カウンター前にはフォレストウルフ、ホーンラビット、キラーグリスリー、ジャイアントバイパー・・・すぐに小高い山のように積みあがった。
「お、おいおいおい! 収納魔法の持ち主なのか!? それにしてもどれだけの魔物を・・・というか、Cランクモンスターのキラーグリスリーやジャイアントバイパーまであるじゃないか!」
『解体費用は差っ引いてくれ。いくらくらいになりそうだ。ちなみにまだ魔物あるぞ』
「解体費用は報酬から差し引いてくれ。いくらくらいになりそうだ。ちなみにまだ魔物あるぞ」
「な、なに? まだあるのか? どれほどの収納量だ・・・、というか、これ全てお前が倒したのか!?」
「え、ああ、倒した?かな」
「なぜに疑問形!?」
『全部を自分で倒したわけではなく、大半は師匠のお使いで換金に来ていると言え!』
「あ、ああ、全部が全部自分で倒したわけではないんだ。大半は師匠が倒した魔物を換金するためのお使いみたいなものだ」
「し、師匠だと?」
「そうだ!我が師匠はとても素晴らしいのだ! ヤーベ殿の素晴らしさは一言では語れぬな」
「ヤーベ?」
『コラーーーーーー!! 何で名前言う!』
「あ」
「あ、ってなんだよ、あ、って。どうもオメーおかしいなぁ」
ギルドマスターがイリーナを怪しみ始めた。困ったね、どうしたもんかな・・・
と思ったら、ギルドマスターに魔力が集まる。ぐるぐるエネルギーがギルドマスターの目に宿るように感じたんだ。やっぱぐるぐるエネルギーって魔力だったんだな。相手が使うのを見るとよくわかるよ。
「ぐわわっ! 目がぁ!目がぁぁぁぁぁ!」
急に両目を抑えてどこぞの大佐の様に苦しみだすギルドマスター。どうした?
俺は眩しくないぞ?
「ど、どうしたのだ?」
「ぐうう・・・、なんだかとんでもねーな、ちくしょう」
と思ったら、再度ギルドマスターに魔力が集まる。ぐるぐるエネルギーがギルドマスターの目に先ほどよりも強く凝縮される。
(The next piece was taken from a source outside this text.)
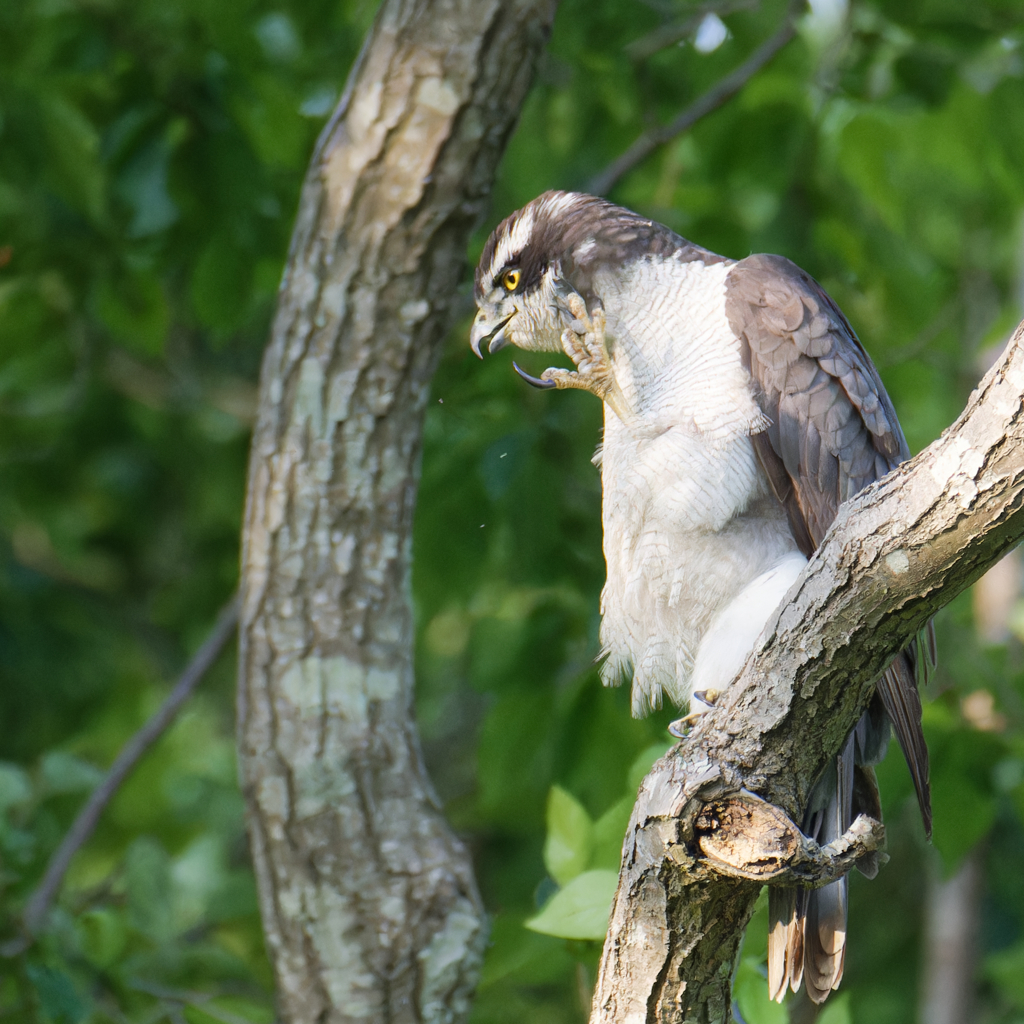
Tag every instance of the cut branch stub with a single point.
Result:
(745, 837)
そして、ギルドマスターがまるで産まれ立ての小鹿の如く小刻みに震え始める。
「?」
イリーナも怪訝な顔をする。ギルドマスターどうしたんだろ?
「お前・・・一体・・・」
そう言うと、さらにぐるぐるエネルギーが強くなり再度ギルドマスターの右目に宿る。
「ブフォッ!」
ギルドマスターが鼻血を吹く。
そして何かしら液体が滴るような音が微かに聞こえた気がした。
「ご、ごごご、53万だと・・・」
ん?ギルドマスター、何を言っているのだろう?
「どうかしたのか? ギルドマスター殿」
イリーナが不審に思ったのか問いかけるがギルドマスターはそれに答えず、
「師匠と言ったな・・・?本当に師匠がいるのか? 自分の力を隠しておきたいがための嘘ではないのか?」
プルプルしながらそれでも倒れまいと踏ん張っているように見えるギルドマスターが問い詰めて来た。
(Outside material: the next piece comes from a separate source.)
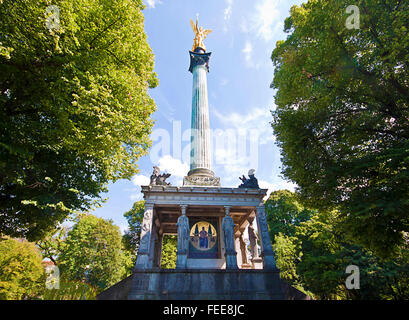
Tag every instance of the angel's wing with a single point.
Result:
(206, 32)
(194, 28)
「とんでもない!本当に師匠のヤーベ殿は実在している! 理由あって町にはなかなか来られない方だが、本当にすごい人なんだ!」
なぜかイリーナが憤懣やるかたないと言った感じで捲くし立てる。
「・・・ならば連れてこい! 今すぐだ! 師匠とやらを連れてくれば信用してやる! できなかったときはお前の秘密を喋ってもらうぞ!」
・・・なるほど、イリーナの不自然な戦闘力や収納魔法やらを問い詰めたいというわけだ。どうせ師匠の存在は自分の力を隠す隠れ蓑だとでも思ってるんだろうけどな。まあ、隠れ蓑はイリーナの方なわけだが。
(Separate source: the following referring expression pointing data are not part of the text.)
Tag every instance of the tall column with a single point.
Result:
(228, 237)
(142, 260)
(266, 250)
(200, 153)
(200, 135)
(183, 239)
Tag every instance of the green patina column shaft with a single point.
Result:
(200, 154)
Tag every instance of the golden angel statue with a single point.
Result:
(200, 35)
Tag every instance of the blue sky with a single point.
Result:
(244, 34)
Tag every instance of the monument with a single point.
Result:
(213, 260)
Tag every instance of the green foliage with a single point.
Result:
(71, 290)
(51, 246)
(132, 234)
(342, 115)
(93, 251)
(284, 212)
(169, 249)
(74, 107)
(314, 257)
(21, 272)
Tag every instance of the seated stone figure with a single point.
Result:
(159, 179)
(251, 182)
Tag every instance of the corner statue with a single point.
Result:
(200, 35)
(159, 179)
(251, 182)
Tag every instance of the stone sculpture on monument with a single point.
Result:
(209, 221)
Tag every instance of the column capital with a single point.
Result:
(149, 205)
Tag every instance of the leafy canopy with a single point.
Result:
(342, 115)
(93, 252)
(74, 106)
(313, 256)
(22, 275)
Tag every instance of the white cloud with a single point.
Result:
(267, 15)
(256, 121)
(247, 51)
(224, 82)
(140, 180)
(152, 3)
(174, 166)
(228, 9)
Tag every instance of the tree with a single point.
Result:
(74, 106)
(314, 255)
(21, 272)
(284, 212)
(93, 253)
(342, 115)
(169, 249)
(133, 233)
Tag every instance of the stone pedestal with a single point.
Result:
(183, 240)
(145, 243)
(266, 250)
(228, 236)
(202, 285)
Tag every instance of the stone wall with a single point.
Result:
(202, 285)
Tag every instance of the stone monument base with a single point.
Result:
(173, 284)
「むううっ! そこまで師匠のヤーベ殿を愚弄するか! いいだろう! 師匠を何としても連れて来よう。連れて来たら師匠に謝ってもらうからな!」
なぜ俺に謝ってもらう必要があるのか全く理解できないが。
『師匠を連れて来るまでに魔物の査定をしておいてもらってくれ』
「あ、師匠を連れて来るまでに魔物の査定を完了しておいてくれ。満足する値を付けてもらえないと師匠は今後この町に魔物の買い取りを出さないかもしれないぞ!」
そう啖呵を切ってギルドを出て行くイリーナ。買取にクギを指すとはなかなかやるね。それにしても、師匠って・・・どーしよう?